Kasus #1
Sebut saja namanya Pak Nur, seorang perantau dari Jawa yang bermukim di Sumatera sejak 30 tahun lalu.
Ia tinggal di sebuah petak tanah yang beliau pinjam di bilangan Indralaya. Tempatnya agak jauh dari pemukiman, sekira 400 meteran. Kanan kiri rumah yang ia tinggali masih berupa perkebunan sawit dan karet. Dus, rumahnya termasuk sepi.
Di sini, ia membuka bengkel las sambil berkebun a la kadar. Dari usahanya inilah, ia berhasil mengantarkan ketiga anaknya mengenyam pendidikan hingga sekolah menengah tingkat atas. Sebuah usaha yang luar biasa bagi orang kecil sepertinya.
Sekarang, seluruh anak-anaknya yang berjumlah 3 anak sudah menikah semua. Dia heran ketika kondisi seperti ini, usahanya tidak sebagus dulu. Waktu anaknya masih berada dalam tanggungannya, selalu ada saja order untuk memenuhi kebutuhan anak-anaknya yang tidak sedikit itu. Tapi tidak untuk saat ini.
Kasus #2
Sebut saja Pak Muji.

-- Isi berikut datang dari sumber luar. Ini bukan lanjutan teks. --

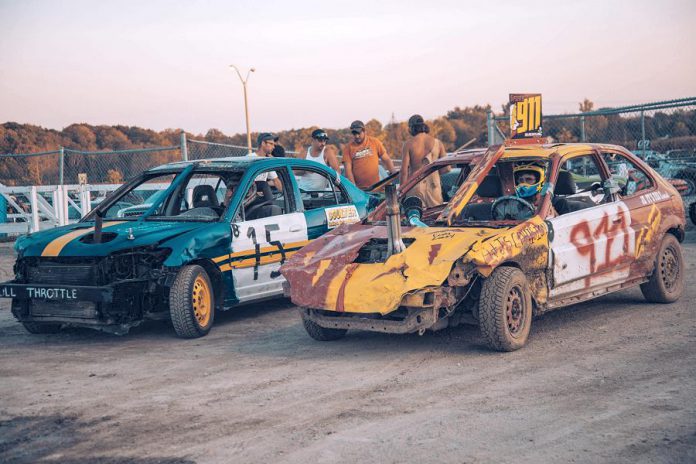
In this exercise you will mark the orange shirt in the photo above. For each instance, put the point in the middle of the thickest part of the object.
(365, 160)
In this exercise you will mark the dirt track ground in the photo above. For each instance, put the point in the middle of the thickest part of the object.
(612, 380)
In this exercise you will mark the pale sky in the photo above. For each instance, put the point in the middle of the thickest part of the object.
(165, 64)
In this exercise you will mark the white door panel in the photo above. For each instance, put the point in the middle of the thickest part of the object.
(591, 247)
(258, 250)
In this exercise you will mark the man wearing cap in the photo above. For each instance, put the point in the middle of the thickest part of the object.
(422, 149)
(361, 157)
(321, 153)
(266, 143)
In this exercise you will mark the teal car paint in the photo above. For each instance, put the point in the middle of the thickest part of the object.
(124, 262)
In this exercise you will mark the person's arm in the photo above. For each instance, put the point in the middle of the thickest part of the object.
(348, 164)
(405, 162)
(443, 153)
(331, 159)
(388, 163)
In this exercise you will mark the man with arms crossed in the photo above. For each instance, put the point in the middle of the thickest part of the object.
(361, 157)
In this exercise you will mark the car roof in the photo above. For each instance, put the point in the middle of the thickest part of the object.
(233, 163)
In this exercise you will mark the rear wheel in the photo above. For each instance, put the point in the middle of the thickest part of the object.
(505, 309)
(666, 284)
(41, 327)
(320, 333)
(192, 302)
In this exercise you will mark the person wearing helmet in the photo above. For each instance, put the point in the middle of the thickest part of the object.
(529, 180)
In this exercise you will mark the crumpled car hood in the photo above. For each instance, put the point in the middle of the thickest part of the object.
(69, 240)
(323, 275)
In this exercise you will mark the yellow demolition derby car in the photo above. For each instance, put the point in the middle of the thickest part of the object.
(532, 227)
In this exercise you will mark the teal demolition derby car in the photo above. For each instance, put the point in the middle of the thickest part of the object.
(181, 241)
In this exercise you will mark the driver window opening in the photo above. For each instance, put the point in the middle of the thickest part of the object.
(318, 190)
(263, 199)
(631, 178)
(578, 185)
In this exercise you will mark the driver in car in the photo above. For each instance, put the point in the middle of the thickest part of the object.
(529, 181)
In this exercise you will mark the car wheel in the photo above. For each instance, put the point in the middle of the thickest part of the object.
(666, 283)
(320, 333)
(192, 302)
(41, 327)
(505, 309)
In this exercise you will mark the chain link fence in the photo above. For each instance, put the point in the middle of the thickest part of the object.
(662, 133)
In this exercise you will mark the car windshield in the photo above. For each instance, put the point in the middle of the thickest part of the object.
(511, 191)
(185, 196)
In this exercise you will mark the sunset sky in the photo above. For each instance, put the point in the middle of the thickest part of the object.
(165, 64)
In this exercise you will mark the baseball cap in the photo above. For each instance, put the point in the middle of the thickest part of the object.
(357, 125)
(415, 120)
(320, 134)
(265, 136)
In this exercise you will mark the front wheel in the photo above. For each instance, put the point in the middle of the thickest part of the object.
(192, 302)
(666, 283)
(41, 327)
(505, 309)
(320, 333)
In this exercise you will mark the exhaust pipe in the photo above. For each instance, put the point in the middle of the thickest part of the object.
(394, 243)
(97, 227)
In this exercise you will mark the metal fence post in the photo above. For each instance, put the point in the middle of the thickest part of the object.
(61, 166)
(34, 200)
(184, 149)
(489, 127)
(642, 129)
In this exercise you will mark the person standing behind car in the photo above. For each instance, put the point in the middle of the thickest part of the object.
(361, 157)
(420, 150)
(321, 153)
(266, 143)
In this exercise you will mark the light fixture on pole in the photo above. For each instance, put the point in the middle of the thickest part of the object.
(246, 105)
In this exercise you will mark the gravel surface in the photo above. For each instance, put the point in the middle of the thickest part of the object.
(612, 380)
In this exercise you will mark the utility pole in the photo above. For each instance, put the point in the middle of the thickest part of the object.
(246, 104)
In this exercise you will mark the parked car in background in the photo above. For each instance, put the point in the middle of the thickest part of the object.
(212, 237)
(675, 164)
(596, 220)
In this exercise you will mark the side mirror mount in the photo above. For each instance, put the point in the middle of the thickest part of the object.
(611, 186)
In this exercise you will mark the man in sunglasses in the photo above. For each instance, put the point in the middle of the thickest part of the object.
(320, 152)
(266, 142)
(361, 157)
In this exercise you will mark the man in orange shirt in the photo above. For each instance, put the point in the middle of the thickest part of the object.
(361, 157)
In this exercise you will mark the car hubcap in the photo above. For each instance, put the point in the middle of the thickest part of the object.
(514, 311)
(201, 301)
(669, 268)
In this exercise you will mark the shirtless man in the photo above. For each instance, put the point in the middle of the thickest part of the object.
(422, 149)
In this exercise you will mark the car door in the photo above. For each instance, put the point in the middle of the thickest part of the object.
(326, 204)
(260, 245)
(592, 244)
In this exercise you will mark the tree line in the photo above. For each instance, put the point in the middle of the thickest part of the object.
(676, 129)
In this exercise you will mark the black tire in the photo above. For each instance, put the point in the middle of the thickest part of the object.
(320, 333)
(505, 309)
(666, 283)
(41, 327)
(192, 302)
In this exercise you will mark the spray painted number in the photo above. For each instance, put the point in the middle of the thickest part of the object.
(251, 233)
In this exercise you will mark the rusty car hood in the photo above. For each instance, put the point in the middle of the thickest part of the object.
(325, 274)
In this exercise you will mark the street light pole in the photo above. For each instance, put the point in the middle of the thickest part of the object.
(246, 104)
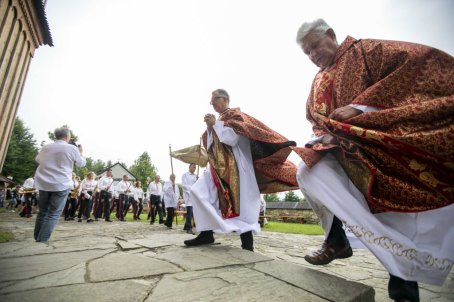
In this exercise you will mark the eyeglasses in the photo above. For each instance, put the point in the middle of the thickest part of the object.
(215, 98)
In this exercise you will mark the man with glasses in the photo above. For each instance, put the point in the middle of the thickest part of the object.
(246, 158)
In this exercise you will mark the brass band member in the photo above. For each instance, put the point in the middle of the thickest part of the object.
(138, 196)
(155, 195)
(28, 195)
(123, 187)
(171, 195)
(88, 187)
(71, 201)
(106, 186)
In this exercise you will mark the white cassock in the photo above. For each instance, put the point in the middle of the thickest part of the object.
(204, 195)
(412, 246)
(171, 194)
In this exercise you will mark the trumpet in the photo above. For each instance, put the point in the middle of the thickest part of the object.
(27, 190)
(75, 191)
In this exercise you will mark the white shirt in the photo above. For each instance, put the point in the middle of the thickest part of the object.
(171, 194)
(123, 186)
(74, 184)
(106, 184)
(29, 183)
(88, 185)
(56, 162)
(138, 193)
(155, 188)
(187, 180)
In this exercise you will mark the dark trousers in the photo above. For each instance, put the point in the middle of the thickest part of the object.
(104, 205)
(140, 206)
(70, 207)
(27, 209)
(120, 203)
(96, 204)
(188, 222)
(398, 288)
(157, 209)
(84, 208)
(170, 215)
(130, 201)
(163, 206)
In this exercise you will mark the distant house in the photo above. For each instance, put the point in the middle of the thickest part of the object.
(118, 170)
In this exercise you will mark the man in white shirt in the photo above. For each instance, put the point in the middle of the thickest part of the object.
(155, 195)
(187, 180)
(124, 187)
(226, 198)
(171, 195)
(27, 197)
(53, 180)
(105, 184)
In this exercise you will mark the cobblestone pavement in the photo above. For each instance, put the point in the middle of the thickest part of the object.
(113, 262)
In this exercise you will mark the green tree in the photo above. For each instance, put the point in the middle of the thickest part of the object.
(291, 196)
(97, 166)
(273, 197)
(143, 168)
(20, 158)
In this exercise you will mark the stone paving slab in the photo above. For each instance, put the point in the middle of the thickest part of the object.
(116, 291)
(209, 256)
(120, 266)
(21, 268)
(31, 271)
(72, 275)
(227, 284)
(320, 284)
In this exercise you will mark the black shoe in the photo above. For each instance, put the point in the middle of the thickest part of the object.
(328, 253)
(247, 241)
(205, 237)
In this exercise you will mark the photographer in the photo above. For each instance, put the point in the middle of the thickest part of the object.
(53, 180)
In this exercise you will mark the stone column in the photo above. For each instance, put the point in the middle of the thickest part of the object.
(23, 28)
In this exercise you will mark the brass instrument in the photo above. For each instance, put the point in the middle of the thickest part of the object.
(26, 191)
(75, 191)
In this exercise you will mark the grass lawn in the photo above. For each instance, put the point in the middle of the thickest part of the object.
(293, 228)
(130, 217)
(272, 226)
(5, 236)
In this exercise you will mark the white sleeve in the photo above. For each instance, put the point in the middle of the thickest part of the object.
(226, 134)
(364, 108)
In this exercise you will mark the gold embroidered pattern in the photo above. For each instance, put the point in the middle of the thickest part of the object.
(397, 248)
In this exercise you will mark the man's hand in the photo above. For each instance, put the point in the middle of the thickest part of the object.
(329, 139)
(210, 120)
(344, 113)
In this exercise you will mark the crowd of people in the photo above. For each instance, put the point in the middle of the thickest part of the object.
(381, 163)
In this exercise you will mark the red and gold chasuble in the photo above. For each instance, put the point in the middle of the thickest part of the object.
(269, 152)
(401, 157)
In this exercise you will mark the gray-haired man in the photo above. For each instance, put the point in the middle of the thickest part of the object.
(53, 180)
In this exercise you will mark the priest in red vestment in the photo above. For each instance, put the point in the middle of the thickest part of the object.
(246, 158)
(383, 160)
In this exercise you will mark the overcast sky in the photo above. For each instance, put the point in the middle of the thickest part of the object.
(134, 76)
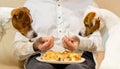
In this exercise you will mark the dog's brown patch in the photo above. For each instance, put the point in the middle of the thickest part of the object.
(88, 22)
(21, 20)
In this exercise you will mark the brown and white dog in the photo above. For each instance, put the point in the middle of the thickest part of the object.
(20, 19)
(97, 19)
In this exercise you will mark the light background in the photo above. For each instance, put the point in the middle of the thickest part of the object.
(7, 59)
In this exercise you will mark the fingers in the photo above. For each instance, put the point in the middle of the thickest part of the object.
(70, 43)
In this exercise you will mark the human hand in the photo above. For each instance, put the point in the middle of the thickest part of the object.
(71, 43)
(43, 43)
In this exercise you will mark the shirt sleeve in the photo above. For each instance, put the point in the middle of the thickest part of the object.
(91, 43)
(22, 48)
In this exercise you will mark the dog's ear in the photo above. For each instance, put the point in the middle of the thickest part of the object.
(88, 19)
(25, 9)
(17, 15)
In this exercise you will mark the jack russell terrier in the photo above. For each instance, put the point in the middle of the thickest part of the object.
(20, 19)
(97, 19)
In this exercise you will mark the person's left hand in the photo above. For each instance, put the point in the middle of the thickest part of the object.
(71, 43)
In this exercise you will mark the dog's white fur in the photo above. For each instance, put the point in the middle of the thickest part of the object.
(110, 31)
(5, 18)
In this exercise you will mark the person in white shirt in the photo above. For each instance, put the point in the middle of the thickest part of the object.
(58, 23)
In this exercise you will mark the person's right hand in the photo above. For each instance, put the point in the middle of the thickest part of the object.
(43, 43)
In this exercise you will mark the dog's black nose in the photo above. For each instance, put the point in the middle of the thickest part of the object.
(35, 35)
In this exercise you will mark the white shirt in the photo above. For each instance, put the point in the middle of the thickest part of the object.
(57, 18)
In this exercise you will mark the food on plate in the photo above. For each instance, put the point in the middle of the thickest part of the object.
(61, 56)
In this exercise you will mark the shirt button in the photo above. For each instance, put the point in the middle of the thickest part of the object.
(59, 17)
(60, 31)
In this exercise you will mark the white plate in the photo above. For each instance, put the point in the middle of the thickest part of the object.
(60, 62)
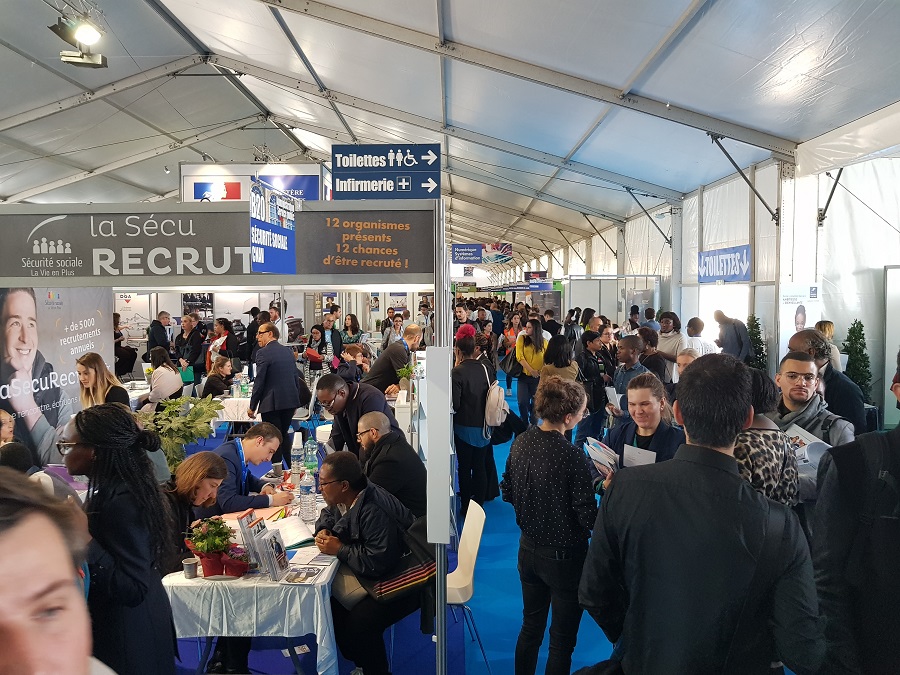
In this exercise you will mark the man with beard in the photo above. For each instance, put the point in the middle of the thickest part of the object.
(38, 405)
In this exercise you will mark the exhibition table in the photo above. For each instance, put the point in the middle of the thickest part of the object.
(253, 606)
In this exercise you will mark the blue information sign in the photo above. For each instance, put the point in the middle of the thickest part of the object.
(724, 264)
(272, 230)
(392, 171)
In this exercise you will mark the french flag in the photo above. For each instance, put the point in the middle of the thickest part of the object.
(218, 190)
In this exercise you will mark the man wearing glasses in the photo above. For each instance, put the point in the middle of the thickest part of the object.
(801, 404)
(348, 402)
(276, 390)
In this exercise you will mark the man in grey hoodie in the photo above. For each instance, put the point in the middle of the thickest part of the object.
(801, 404)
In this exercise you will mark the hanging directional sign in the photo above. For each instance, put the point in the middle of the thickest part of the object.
(724, 264)
(391, 171)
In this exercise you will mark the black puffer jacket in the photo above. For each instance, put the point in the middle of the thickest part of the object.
(371, 532)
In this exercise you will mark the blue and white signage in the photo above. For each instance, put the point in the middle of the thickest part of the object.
(272, 231)
(392, 171)
(724, 264)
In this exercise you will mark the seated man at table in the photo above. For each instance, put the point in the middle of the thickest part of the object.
(390, 461)
(348, 401)
(241, 490)
(383, 373)
(362, 524)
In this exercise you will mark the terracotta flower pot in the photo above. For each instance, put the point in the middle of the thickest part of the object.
(212, 564)
(234, 568)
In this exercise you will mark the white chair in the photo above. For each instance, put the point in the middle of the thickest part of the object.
(461, 581)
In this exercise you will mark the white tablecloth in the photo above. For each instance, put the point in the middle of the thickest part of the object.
(254, 606)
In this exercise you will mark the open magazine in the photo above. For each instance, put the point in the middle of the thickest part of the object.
(603, 456)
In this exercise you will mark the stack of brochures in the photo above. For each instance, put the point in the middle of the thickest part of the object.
(603, 456)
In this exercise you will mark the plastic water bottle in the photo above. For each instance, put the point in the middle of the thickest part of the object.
(308, 497)
(296, 464)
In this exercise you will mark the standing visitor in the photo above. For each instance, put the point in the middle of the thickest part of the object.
(530, 346)
(548, 483)
(129, 527)
(470, 381)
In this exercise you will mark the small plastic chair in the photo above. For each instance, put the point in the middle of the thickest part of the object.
(461, 581)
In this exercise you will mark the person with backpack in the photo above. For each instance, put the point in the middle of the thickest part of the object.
(470, 381)
(802, 405)
(856, 552)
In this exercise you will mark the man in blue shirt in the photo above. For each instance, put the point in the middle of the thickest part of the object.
(241, 490)
(650, 316)
(629, 350)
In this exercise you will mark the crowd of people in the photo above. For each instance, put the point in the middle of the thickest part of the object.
(724, 553)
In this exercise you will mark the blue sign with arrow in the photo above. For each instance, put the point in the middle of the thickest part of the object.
(724, 264)
(391, 171)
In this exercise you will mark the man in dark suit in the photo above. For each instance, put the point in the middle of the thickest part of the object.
(843, 395)
(390, 461)
(276, 389)
(348, 402)
(234, 494)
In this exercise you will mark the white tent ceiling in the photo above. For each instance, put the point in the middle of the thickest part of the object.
(546, 112)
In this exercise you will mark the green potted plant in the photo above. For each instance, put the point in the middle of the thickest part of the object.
(210, 540)
(858, 368)
(405, 374)
(759, 357)
(177, 428)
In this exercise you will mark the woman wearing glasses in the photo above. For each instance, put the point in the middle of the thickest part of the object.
(548, 483)
(130, 531)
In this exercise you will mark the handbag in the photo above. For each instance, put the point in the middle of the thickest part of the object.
(346, 589)
(415, 570)
(510, 364)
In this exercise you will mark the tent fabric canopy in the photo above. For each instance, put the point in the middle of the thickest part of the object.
(546, 114)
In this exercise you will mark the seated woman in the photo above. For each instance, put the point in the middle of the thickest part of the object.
(97, 384)
(220, 378)
(196, 483)
(647, 429)
(129, 526)
(362, 524)
(354, 363)
(165, 382)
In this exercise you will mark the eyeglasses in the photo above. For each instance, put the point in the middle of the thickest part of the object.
(809, 378)
(65, 447)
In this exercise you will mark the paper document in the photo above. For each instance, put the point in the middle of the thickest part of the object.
(634, 456)
(603, 456)
(612, 396)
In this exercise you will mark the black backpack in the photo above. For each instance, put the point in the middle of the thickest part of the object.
(870, 478)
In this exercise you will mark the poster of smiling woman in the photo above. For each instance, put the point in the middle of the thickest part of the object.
(44, 331)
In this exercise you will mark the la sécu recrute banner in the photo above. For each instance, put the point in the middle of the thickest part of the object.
(44, 331)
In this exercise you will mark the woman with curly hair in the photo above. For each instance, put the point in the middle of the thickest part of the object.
(129, 526)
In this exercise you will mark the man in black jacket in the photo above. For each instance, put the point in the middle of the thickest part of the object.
(390, 461)
(349, 401)
(679, 598)
(843, 395)
(363, 526)
(855, 552)
(383, 373)
(276, 390)
(157, 335)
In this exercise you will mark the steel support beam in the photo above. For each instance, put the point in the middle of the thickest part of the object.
(439, 127)
(166, 70)
(534, 73)
(133, 159)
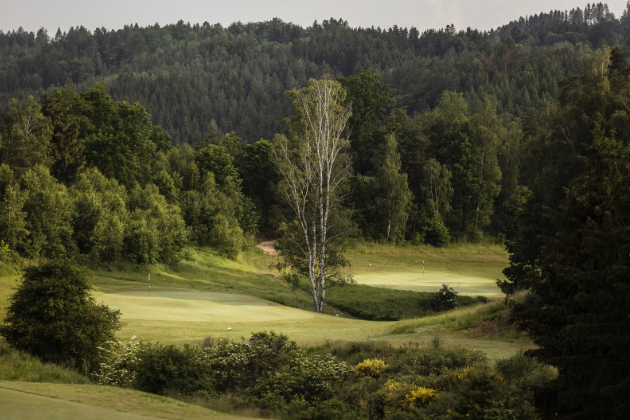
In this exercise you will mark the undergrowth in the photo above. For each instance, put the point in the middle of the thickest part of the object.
(19, 366)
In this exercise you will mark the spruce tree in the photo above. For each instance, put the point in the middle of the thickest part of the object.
(578, 309)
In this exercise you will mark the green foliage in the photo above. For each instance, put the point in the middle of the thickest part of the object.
(369, 368)
(26, 136)
(120, 364)
(170, 369)
(392, 195)
(444, 299)
(157, 232)
(100, 216)
(20, 366)
(53, 317)
(435, 233)
(577, 310)
(48, 216)
(380, 304)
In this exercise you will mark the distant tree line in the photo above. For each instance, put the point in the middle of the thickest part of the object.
(194, 79)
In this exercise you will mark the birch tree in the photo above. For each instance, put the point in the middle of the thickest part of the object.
(314, 167)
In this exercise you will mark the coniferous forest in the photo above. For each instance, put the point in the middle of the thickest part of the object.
(135, 145)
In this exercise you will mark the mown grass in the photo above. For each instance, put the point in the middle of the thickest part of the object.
(490, 320)
(381, 304)
(472, 269)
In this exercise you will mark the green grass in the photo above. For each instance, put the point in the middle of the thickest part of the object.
(181, 316)
(43, 401)
(19, 366)
(472, 269)
(205, 271)
(207, 294)
(382, 304)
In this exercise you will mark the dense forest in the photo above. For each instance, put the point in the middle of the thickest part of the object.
(439, 130)
(194, 79)
(133, 145)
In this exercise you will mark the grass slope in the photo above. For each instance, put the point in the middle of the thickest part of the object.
(179, 316)
(44, 401)
(472, 269)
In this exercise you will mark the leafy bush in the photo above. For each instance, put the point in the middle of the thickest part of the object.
(242, 365)
(444, 299)
(52, 316)
(120, 364)
(372, 368)
(311, 379)
(17, 365)
(436, 234)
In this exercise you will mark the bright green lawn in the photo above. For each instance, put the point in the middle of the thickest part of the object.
(471, 269)
(205, 295)
(177, 316)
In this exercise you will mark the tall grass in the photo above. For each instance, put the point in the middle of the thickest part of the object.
(19, 366)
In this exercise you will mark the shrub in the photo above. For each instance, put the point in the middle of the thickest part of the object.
(119, 366)
(170, 369)
(436, 234)
(422, 397)
(444, 299)
(311, 379)
(372, 368)
(52, 316)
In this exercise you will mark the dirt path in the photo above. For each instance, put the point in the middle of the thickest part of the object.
(269, 247)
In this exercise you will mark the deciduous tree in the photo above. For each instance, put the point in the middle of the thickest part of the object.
(314, 166)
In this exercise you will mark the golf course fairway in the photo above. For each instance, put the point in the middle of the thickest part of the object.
(430, 282)
(182, 316)
(45, 401)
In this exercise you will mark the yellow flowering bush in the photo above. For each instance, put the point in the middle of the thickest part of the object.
(372, 368)
(421, 397)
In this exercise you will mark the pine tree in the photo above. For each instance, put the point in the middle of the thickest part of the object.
(578, 310)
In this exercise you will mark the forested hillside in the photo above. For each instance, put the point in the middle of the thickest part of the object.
(191, 75)
(163, 124)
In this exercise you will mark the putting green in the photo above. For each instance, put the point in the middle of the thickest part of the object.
(43, 401)
(176, 316)
(198, 306)
(430, 282)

Anak-anaknya ada tujuh, meninggal empat. Ketika anak ketiga yang menjadi anak pertama masih kecil, dia bekerja menjadi buruh. Kadang menjadi tukang jagal lalu juga mengangkut daging jagalan dari majikannya ke pasar, kadang juga membeli kayu sengon yang dia gergaji sendiri (bersama partnernya) menjadi papan dan balok, semuanya merupakan bahan bangunan untuk membuat rumah, yang ia jual ke pengumpul.
Dia juga punya penghasilan tambahan dari penjualan tanaman cengkeh, jengkol, nangka, kluwih, melinjo, dan petai.
Ketika anaknya sudah besar dan tidak berkumpul lagi dengannya ia tidak lagi menjadi buruh angkut daging, sedang tanamannya juga ikut "hilang".
******
Dari dua kasus di atas mungkin bisa ditarik pelajaran bahwa setiap anak itu membawa rezekinya masing-masing adalah benar adanya.
"Wa maa min daabbatin fiyl ardhi illa 'ala'Llahi rizquhaa" , dan tidak satupun makhluk bergerak (bernyawa) di bumi melainkan semuanya dijamin Gusti Allah rezekinya". Quran Surah Huud: 6.